M M Yu and Lena Cobangbang both draw upon the detritus of the city. Yu documents it while Cobangbang reconstructs it into her own virtual worlds suspended in edible materials. Diversity is also shown with the seeming gulf between two of the more senior artists, Gerardo Tan, whose conceptual ideas pass between the nature of painting and photography, and Romeo Lee, self-described as “part-time artist, full-time rocker and lover,” whose energetic wall mural in The Freies Museum walks that line between the world of underground music in Manila and the punk scene of Berlin.

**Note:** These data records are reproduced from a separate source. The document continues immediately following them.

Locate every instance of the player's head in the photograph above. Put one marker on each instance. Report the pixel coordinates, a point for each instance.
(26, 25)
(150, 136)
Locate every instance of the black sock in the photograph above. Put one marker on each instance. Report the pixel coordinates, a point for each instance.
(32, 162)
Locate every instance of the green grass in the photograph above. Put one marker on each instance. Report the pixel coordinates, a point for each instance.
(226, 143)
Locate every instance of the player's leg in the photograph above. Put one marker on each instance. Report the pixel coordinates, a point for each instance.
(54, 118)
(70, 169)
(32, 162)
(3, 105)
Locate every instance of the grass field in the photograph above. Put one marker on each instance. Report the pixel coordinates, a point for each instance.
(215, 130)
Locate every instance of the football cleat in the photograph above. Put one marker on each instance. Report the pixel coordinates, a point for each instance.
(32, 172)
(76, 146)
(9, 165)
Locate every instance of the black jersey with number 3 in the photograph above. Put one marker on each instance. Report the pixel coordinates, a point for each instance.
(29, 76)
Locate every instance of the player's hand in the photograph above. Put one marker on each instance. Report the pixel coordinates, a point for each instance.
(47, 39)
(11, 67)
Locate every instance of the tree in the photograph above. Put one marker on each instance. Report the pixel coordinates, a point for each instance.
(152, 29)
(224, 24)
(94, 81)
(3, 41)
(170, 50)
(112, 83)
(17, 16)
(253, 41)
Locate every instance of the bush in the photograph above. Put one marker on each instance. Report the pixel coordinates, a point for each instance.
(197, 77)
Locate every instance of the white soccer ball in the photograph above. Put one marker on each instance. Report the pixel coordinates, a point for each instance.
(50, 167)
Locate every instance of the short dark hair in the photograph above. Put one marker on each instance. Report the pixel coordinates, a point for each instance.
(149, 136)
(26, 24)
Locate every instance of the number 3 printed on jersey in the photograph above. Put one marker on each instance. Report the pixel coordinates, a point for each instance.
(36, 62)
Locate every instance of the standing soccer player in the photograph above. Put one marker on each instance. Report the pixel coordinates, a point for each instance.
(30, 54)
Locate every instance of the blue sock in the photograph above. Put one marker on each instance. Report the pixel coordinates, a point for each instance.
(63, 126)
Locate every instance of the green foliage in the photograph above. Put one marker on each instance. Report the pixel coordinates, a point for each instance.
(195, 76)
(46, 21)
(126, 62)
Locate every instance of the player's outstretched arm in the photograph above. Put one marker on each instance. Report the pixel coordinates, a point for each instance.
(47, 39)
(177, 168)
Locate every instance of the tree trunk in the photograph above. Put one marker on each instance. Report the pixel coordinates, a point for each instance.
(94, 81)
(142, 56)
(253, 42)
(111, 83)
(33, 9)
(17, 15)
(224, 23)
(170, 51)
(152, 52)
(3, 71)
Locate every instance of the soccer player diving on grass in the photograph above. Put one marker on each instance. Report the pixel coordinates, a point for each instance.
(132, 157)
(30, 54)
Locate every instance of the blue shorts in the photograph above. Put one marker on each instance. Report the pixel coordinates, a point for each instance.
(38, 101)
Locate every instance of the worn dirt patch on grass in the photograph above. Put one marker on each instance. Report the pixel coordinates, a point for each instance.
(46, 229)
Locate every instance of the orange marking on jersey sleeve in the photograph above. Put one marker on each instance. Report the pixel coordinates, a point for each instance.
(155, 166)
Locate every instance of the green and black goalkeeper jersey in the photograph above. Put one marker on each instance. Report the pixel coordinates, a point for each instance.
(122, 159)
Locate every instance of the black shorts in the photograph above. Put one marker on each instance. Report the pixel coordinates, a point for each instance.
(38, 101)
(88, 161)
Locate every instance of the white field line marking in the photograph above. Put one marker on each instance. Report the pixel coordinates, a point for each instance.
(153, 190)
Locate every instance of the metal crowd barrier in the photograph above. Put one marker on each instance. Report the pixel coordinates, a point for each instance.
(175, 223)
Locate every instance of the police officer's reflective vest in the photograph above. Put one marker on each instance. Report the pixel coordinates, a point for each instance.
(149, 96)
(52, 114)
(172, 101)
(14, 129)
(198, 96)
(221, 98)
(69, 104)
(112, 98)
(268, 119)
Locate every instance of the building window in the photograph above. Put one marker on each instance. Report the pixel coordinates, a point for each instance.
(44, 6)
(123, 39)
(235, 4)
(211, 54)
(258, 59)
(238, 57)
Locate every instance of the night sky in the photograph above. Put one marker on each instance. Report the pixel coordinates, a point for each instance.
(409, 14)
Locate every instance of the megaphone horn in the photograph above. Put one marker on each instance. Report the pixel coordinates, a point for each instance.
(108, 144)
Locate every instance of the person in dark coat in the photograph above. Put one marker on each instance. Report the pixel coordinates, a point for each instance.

When ascribing a stamp or identity to a “scene,” we look first for the commonalities. One of the Ocampo’s main intentions with this show was to “provide opportunities for the artists involved by illustrating the diversity of practices currently being explored by the Filipino avante-garde.” Closer scrutiny will also reveal artists unafraid to show art that works on multiple levels with a sophistication that may be a surprise if the viewer is looking for only the exotic and raw. Kevin Power reminds us that these Filipino artists, although flippant, impertinent and linked to a global underground, are well informed. No haphazard outsider grouping, it is indeed a rich and intelligent result of wise curation by Manuel Ocampo. “I grew up being taught to doubt the word ‘authentic’ or ‘authenticity’,” Ocampo tells me. His aim with this exhibition in Berlin is to challenge the notion of authenticity within constructed notions of identity and outside a social construct based on consensus. Additionally, I believe the sophistication revealed comes from questioning the very certainties we may hold about our ideas of place. This could come from adopting a reading of global art that remembers, as Canadian theorist Northrop Frye would remind us, that the centre is where you are. ❚
“Bastards of Misrepresentation: Doing Time on Filipino Time,” curated by Manuel Ocampo, was exhibited at the Freies Museum in Berlin from October 22 to 28, 2010.
Matthew Carver has shown his work in venues such as the 12th Cairo Biennale and in solo presentations in Europe, Asia and North America. He lives in Berlin.